Convicted Russian arms dealer Bout loses bid for new U.S. trial

Suspected Russian arms dealer Viktor Bout (front C) is escorted by Drug Enforcement Administration (DEA) officers after arriving at Westchester County Airport in White Plains, New York, in this November 16, 2010 file handout photo. REUTERS/U.S. Department of Justice/Handout/Files

By Jonathan Stempel

NEW YORK (Reuters) - A Manhattan federal judge said convicted Russian arms trafficker Viktor Bout, who is serving a 25-year prison sentence, does not deserve a new trial on the basis of newly discovered evidence.

U.S. District Judge Shira Scheindlin on Monday said Bout, 48, did not meet the high legal standard of showing that his November 2011 jury conviction should be thrown out.

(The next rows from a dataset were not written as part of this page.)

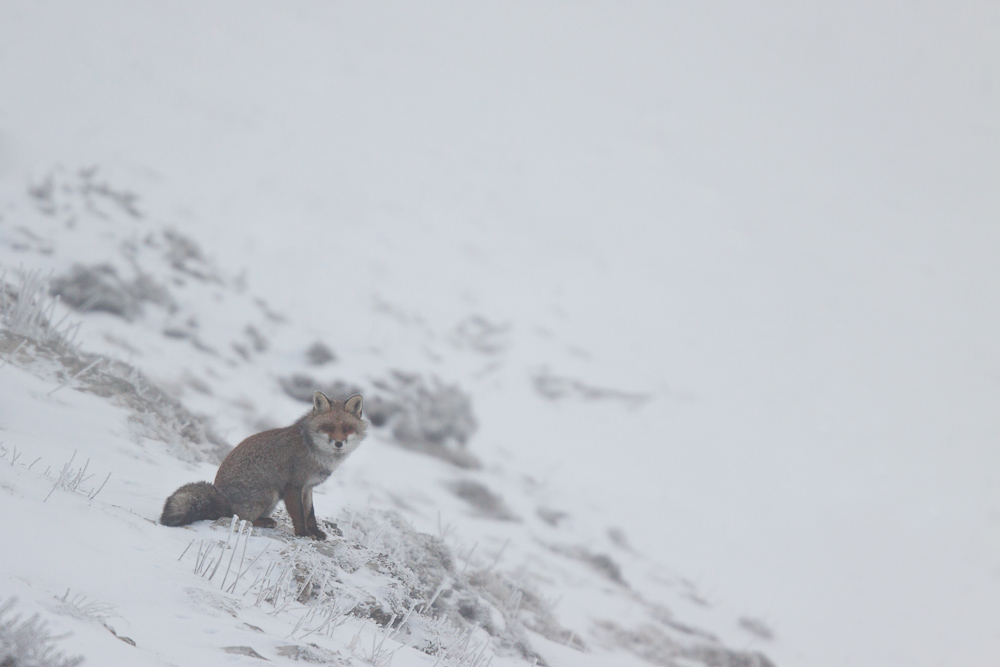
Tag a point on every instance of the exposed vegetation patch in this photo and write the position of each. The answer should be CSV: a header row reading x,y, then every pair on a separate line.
x,y
28,643
486,503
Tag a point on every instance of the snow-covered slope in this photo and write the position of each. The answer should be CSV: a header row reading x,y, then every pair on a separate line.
x,y
505,570
723,279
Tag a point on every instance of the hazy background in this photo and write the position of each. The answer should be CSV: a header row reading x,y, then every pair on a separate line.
x,y
781,222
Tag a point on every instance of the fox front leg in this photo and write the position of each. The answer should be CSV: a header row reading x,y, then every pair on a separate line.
x,y
293,503
310,512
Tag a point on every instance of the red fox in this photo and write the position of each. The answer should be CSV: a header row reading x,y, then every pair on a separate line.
x,y
280,464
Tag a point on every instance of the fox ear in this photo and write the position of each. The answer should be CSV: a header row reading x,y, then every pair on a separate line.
x,y
353,405
320,402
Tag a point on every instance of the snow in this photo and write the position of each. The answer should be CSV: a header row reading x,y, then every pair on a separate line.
x,y
775,224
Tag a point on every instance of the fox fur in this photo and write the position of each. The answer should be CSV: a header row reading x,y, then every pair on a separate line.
x,y
280,464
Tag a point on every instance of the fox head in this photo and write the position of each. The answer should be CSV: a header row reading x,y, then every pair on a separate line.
x,y
336,427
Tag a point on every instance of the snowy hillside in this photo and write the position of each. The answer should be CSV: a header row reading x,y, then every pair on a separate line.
x,y
676,324
443,557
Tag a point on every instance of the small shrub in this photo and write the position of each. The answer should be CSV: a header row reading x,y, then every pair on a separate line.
x,y
28,643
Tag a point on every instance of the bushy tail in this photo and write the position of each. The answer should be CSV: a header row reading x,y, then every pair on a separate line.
x,y
193,502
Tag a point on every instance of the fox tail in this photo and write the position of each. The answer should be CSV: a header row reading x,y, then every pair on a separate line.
x,y
193,502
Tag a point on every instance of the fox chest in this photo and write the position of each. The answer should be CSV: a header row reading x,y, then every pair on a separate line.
x,y
319,469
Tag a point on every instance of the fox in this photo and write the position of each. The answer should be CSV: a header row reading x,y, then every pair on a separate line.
x,y
280,464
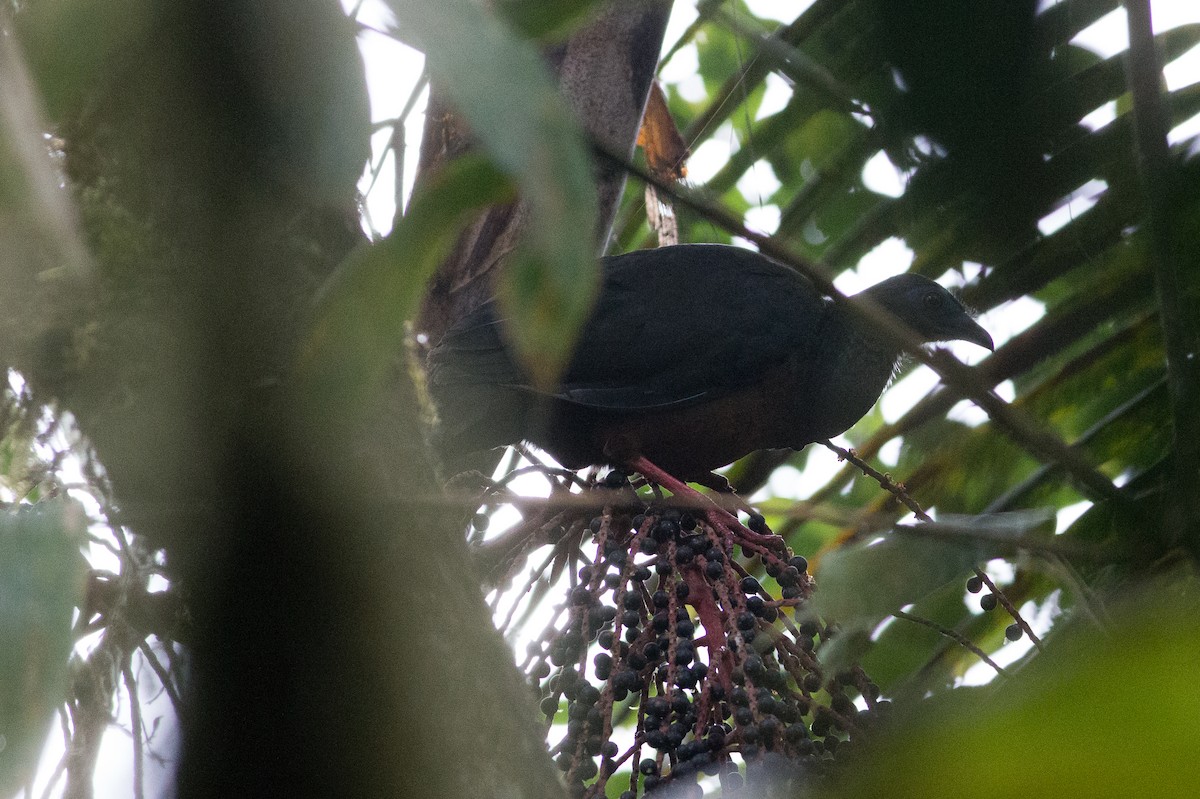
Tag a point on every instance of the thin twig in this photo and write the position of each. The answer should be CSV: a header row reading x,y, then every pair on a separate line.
x,y
899,492
163,676
963,641
131,686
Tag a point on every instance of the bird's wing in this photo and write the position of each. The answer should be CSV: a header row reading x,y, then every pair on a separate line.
x,y
690,323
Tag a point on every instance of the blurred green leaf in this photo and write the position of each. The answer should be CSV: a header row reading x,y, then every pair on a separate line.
x,y
525,126
70,42
861,584
41,582
1101,714
358,331
551,19
39,221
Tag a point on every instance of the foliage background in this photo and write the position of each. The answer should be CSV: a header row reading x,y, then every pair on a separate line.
x,y
210,196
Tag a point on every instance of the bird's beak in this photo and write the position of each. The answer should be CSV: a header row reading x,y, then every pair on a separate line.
x,y
970,330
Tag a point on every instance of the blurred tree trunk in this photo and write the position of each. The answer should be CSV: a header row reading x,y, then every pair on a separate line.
x,y
605,70
342,644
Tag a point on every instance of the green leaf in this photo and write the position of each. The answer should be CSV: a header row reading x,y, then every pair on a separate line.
x,y
39,221
859,584
41,582
525,126
359,324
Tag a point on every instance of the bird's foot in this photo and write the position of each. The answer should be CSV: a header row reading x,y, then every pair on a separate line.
x,y
721,520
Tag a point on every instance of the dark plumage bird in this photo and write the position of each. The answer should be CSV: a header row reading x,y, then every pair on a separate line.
x,y
694,356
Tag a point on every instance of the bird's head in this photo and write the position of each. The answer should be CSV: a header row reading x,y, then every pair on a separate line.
x,y
933,312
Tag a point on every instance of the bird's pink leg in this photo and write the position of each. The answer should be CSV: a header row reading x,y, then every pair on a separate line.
x,y
723,521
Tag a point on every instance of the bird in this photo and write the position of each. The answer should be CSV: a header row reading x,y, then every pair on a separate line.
x,y
693,356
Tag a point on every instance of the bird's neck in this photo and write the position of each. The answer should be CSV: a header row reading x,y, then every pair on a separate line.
x,y
863,365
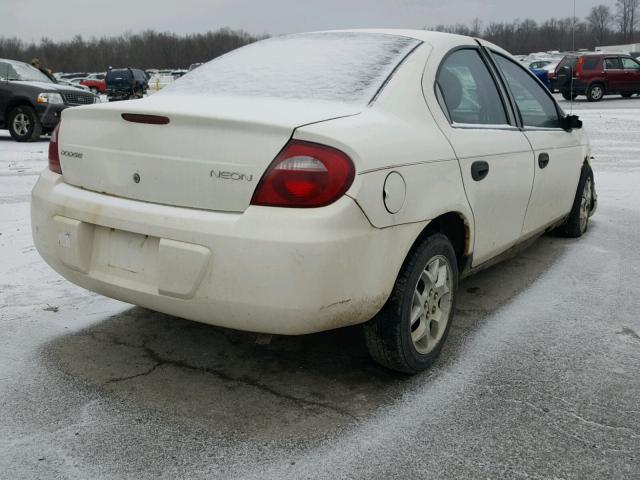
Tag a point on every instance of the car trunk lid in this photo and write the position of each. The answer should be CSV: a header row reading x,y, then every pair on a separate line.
x,y
210,155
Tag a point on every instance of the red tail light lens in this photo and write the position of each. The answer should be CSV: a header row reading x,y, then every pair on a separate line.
x,y
54,154
305,175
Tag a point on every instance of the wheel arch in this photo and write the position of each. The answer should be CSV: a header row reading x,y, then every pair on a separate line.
x,y
457,228
16,102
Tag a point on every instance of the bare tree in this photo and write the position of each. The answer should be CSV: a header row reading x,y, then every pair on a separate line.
x,y
627,17
600,19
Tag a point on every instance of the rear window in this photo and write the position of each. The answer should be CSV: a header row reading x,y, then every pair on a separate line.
x,y
590,63
568,62
335,66
119,75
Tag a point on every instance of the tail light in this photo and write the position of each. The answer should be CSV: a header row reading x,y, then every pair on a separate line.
x,y
579,67
54,154
305,175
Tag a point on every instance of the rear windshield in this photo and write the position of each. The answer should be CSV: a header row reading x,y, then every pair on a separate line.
x,y
115,75
345,67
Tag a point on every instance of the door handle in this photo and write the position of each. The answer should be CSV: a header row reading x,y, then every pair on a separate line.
x,y
479,170
543,160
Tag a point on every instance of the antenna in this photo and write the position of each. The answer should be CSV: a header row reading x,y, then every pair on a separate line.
x,y
573,49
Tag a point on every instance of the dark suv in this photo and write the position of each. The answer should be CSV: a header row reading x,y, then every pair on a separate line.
x,y
30,103
596,75
126,83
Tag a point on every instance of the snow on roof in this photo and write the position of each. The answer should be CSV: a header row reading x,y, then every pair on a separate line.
x,y
346,66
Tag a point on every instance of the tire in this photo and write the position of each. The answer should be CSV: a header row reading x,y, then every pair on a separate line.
x,y
577,222
595,92
391,338
24,124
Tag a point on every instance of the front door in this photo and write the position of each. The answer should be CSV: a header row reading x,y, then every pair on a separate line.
x,y
557,153
495,157
614,75
631,75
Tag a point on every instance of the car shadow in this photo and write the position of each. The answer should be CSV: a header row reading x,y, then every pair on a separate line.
x,y
296,387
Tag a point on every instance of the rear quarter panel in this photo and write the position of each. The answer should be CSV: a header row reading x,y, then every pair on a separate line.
x,y
398,133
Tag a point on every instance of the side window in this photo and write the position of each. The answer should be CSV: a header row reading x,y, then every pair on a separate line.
x,y
630,64
591,63
7,72
468,91
612,64
536,106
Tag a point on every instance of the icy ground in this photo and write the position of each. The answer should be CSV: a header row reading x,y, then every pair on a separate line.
x,y
540,377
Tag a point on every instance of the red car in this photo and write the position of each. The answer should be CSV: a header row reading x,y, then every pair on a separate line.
x,y
95,82
596,75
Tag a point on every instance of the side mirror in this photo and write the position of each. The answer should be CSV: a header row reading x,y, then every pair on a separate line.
x,y
571,122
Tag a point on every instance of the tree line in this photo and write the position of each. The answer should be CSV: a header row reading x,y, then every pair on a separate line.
x,y
603,26
151,49
148,49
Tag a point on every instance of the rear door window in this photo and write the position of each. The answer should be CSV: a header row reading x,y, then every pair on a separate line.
x,y
467,91
630,64
612,63
591,63
568,62
534,102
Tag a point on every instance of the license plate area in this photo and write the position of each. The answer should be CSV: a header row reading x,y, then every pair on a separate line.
x,y
125,258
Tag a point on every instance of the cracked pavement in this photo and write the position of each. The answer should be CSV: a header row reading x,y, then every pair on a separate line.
x,y
540,377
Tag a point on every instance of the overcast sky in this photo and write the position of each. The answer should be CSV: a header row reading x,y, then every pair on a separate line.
x,y
62,19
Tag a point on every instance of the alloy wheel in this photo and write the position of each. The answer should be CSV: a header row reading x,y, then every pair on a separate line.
x,y
21,124
431,306
585,203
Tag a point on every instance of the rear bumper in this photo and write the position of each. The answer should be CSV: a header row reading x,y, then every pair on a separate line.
x,y
281,271
578,87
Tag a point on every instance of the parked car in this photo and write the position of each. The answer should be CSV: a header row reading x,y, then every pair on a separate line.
x,y
30,103
71,76
126,84
67,83
95,82
596,75
352,180
158,82
541,73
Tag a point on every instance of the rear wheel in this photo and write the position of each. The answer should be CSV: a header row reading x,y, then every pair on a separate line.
x,y
583,204
595,92
407,335
24,124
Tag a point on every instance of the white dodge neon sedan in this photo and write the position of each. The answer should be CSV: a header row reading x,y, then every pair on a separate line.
x,y
314,181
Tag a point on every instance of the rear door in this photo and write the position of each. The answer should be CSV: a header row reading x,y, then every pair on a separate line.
x,y
557,153
495,157
614,75
632,74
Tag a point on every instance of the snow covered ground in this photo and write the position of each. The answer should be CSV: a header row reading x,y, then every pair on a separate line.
x,y
540,377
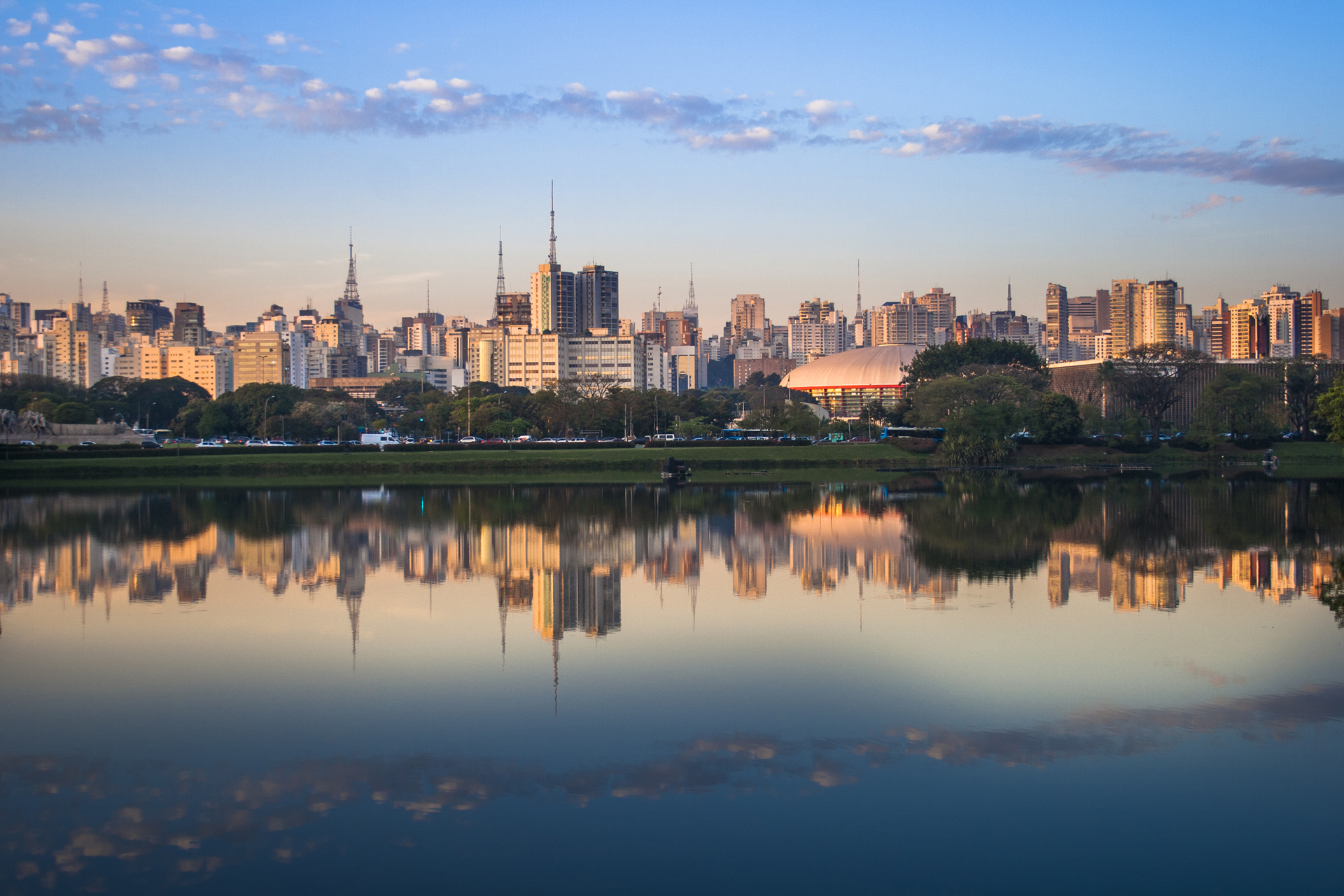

Jurors convicted Bout of conspiring to kill U.S. soldiers through his agreement to sell arms to informants posing as members of the Revolutionary Armed Forces of Colombia, which the U.S. government had deemed a foreign terrorist organization, and conspiring to acquire and export anti-aircraft missiles.

Bout had been arrested in Bangkok, Thailand in March 2008 on weapons trafficking charges following a global sting operation.

In seeking a new trial, Bout claimed he could not have been involved in a conspiracy with former business associate Andrew Smulian, who testified against him at trial, because Smulian was a government agent throughout the investigation.

Bout also said other newly discovered evidence contradicted Smulian's trial testimony, and undermined the indictment.

Scheindlin, however, said Bout's evidence could have been discovered before trial, would not have undermined the jury's finding that he and Smulian were co-conspirators, or would not have affected the trial's outcome.

"Bout fails, as a matter of law," to meet the standards for a new trial based on newly discovered evidence, which is granted "only in extraordinary circumstances," the judge wrote.

Alexey Tarasov, a lawyer for Bout, had no immediate comment.

In Sept. 2013, the federal appeals court in Manhattan also refused to overturn Bout's conviction, which he claimed followed a "vindictive" prosecution and his improper extradition from Thailand.

Bout is in a medium-security prison in Marion, Illinois, and not eligible for release until Jan. 20, 2030. He was the subject of a 2007 book, "Merchant of Death."

The case is U.S. v. Bout, U.S. District Court, Southern District of New York, No. 08-cr-00365.